'Barış Akademisyenleri'nin tümü göreve iade edilsin'
Prof. Dr. Özdemir Aktan, görevden uzaklaştırılan Barış Akademisyenleri içinde özlük haklarına kavuşan ilk isim olmuştu.
İleri Haber
Eğitim Sen tarafından yapılan açıklamada, idare mahkemesinin Özdemir Aktan kararına dikkat çekilerek, Barış Akademisyenleri’nin tümünün göreve iade edilmesi çağrısında bulunuldu. Açıklamada, “Söz konusu karar geç kalmış, çekilen eziyetlere dair adaleti tesis etmese de oldukça önemli bir karardır. Bu karar, ihraç edilen imzacı akademisyenlerin her biri için hayat bulmalı ve akademisyenler görevlerine iade edilmelidir” denildi.
Anayasa Mahkemesinin (AYM) “Bu Suça Ortak Olmayacağız” bildirisini “düşünce ve ifade özgürlüğü” kapsamında değerlendiren kararına ve imzacı akademisyenler (Barış Akademisyenleri) hakkında açılan ceza davalarında verilen “beraat kararlarına” rağmen Olağanüstü Hal (OHAL) İşlemleri İnceleme Komisyonu, “kurum kanaati” gibi gerekçelerle göreve iade taleplerini reddetmişti.
OHAL İşlemleri Komisyonunun kararlarına karşı Ankara’da yetkili kılınan idare mahkemelerinden, Ankara 21. İdare Mahkemesi bir ilke imza atarak, Prof. Dr.

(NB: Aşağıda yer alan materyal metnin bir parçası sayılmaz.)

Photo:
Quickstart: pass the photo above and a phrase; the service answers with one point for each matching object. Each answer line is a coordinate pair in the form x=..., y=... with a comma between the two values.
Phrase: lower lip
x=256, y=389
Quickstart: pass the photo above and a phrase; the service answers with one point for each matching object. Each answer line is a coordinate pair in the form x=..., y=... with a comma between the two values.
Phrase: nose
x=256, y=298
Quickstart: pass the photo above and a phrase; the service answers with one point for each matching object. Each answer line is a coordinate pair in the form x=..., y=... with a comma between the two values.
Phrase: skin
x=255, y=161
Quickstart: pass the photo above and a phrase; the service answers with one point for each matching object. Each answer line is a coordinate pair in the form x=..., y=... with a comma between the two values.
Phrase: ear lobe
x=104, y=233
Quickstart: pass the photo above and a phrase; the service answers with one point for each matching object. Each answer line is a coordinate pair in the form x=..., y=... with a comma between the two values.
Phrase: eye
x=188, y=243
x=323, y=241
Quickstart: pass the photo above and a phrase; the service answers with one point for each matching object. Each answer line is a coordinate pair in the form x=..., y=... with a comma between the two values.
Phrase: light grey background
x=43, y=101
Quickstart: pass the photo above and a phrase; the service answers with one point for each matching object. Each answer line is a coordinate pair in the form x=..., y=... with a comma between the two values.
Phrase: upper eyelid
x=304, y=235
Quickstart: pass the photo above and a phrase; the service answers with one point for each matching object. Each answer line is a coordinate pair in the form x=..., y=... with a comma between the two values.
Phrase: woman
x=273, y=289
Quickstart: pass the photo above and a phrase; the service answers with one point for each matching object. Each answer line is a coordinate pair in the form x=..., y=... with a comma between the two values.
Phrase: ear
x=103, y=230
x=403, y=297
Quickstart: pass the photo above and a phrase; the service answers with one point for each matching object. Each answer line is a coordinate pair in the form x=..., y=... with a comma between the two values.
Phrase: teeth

Özdemir Aktan’ın göreve iadesine ve yoksun kaldığı parasal ve özlük haklarının yasal faiziyle ödenmesine karar verdi. Bu kararla Özdemir Aktan, görevden uzaklaştırılan Barış Akademisyenleri içinde özlük haklarına kavuşan ilk isim oldu.
‘AKADEMİSYENLER GÖREVLERİNE İADE EDİLMELİ’
Karara ilişkin Eğitim ve Bilim Emekçileri Sendikası (Eğitim Sen) tarafından bir açıklama yapıldı.
Açıklamada, şu ifadeler kullanıldı:
Nihayet, Ankara 21. İdare Mahkemesi, bir ilke imza atarak, “Bu Suça Ortak Olmayacağız” bildirisinin imzacısı olan bir akademisyeni görevine iade ederek bunca zamandır yaşananların hukuksuzluğunu hükme bağladı. Sözü edilen kararda kısaca ve özetle;
- İlgili davanın, OHAL İşlemleri İnceleme Komisyonu’nun verdiği ret kararının, idari işlemin unsurları yönünden yargısal denetiminin yapılmasından ibaret olduğu,
- Göreve iade talebinin ret gerekçelerinden olan “üyelik unsurunun” cezai bir kavram olması nedeniyle idari yargı mercilerince denetiminin yapılamayacağı,
- Davacı hakkında “irtibat/iltisak”a dair başkaca bir “bilgi/belge” sunulamadığı, bu açıdan dava konusu idari işlemin sebep unsurunun bulunmadığı,
- Anayasa Mahkemesi’nin “Füsun Üstel ve diğerleri” kararındaki tespitler ışığında dava konusu işlemde hukuka uyarlık bulunmadığı belirtilerek, dava konusu işlemin iptaline karar verilmiştir.
Görüldüğü üzere, bildiriye imza attıkları gerekçesiyle ihraç edilen akademisyenlerin ihraç edilmelerine dair hukuki hiçbir dayanak bulunmamaktadır.
Eğitim Sen olarak ifade etmek isteriz ki söz konusu karar geç kalmış, çekilen eziyetlere dair adaleti tesis etmese de oldukça önemli bir karardır. Bu karar, ihraç edilen imzacı akademisyenlerin her biri için hayat bulmalı ve akademisyenler görevlerine iade edilmelidir. Bunun gerçekleşmesi için de sendikamız tüm örgütlü gücüyle mücadele edecek ve süreci yakından takip edecektir.